A narrow block is defined as having frontage anywhere between 8.5 m to 12.5 m.
If you’re lucky to have found yourself a fantastic, albeit small, block of land in an enviable city location, congratulations! Now, the next step is to make sure your purchase pays off by only using a builder familiar with the complexities of council regulations and requirements of small lots, and that throughout the process, can communicate well with you – and keep the neighbours happy.
When it comes to building your home on a small or narrow block of land, the following tips are worth considering.
#1: Make the spaces work hard for you
Instead of having a room for every function, make sure each area can multitask. For example, you may not have a dedicated room for a study or office, but instead, build a nook somewhere in the house such as under a stairwell. For each room, make sure there’s plenty of built-in storage in every conceivable space. Don’t just include essential wall-to-wall storage, think of clever storage spaces under stairwells, tables, and even under furnishings such as beds and chairs.
#2: Create a feeling of spaciousness
Keep ceiling heights high, where possible, to give the illusion of space. At a minimum, go for 2.7 m ceiling height. Also consider the orientation of your home. Try to have your living areas north-facing. North-facing rooms will have loads of natural light, which will give a far more inviting feel to your new home throughout the day.
On the subject of orientation, ensure areas hard-hit from the sun are protected by awnings or other external shading devices to keep the house cool in summer.
#3: Think open-plan living
The last thing you want in a compact home is loads of pokey spaces. Keep things flowing nicely with kitchen areas that flow into living areas, which follow into alfresco areas, and so on. Open-plan living designs will also make it easier for your home to benefit from natural light.

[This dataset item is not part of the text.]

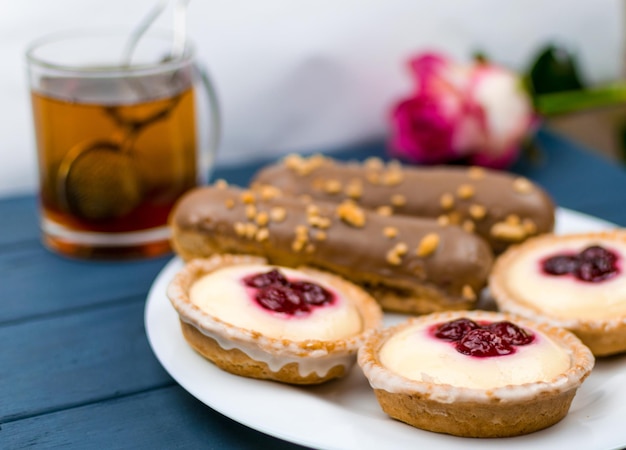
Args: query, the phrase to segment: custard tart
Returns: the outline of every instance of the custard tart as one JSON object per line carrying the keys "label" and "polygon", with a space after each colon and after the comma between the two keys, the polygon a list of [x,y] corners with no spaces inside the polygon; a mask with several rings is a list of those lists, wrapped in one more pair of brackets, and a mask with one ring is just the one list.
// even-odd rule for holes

Create a good indoor-outdoor connection
Get creative when it comes to your indoor-outdoor connection. You can reach the outdoors in more ways than just the alfresco area. For example, a narrow side walkway can be made a feature if designed correctly. What was once a boring boundary wall could be transformed with green, leafy creepers for an instant and very private garden feel. Plant some hardy, low maintenance plants such as ficus or prickly pear for added lushness, and you can feel as though you are stepping out into a tropical garden, while also creating an extra sense of spaciousness to the adjoining rooms.
#5: Include lots of light
Ensure your design allows for light-filled spaces. The more light you can have inside your new home, the more spacious it will feel. Small, narrow homes can easily feel depressing when lacking natural light. Add as many windows as possible, particularly on the north-facing side and use skylights in tricky areas like bathrooms when you can. If privacy is a problem, consider adding transparent window coverings after the build or even an electrical privacy glass (switch/smart glass) that can turn off external viewing with the click of a button.
#6: Keep a neutral colour scheme
With compact homes, light, neutral colour schemes will add a sense of spaciousness, while loud, conflicting colours will clutter and confuse. Light colours will also reflect the light, keeping the area looking spacious and inviting.
#7: Consider sliding doors
Consider installing a cavity sliding door rather than a traditional hinged door that opens onto a hallway, causing obstruction.
#8: Go vertical
If you’re economising on garden areas to maximise the living areas in your narrow-block home, try a vertical garden. Even vegetable gardens can be created on a wall. But do your homework and make sure you’re planting the appropriate plants in their ideal environment – and that you can reticulate them properly.
#9: Move your garage to the rear of the home
If your small lot has a back laneway , consider just a single garage at the rear of the home. This will free up a considerable amount of space and is likely to make the front of your home more attractive.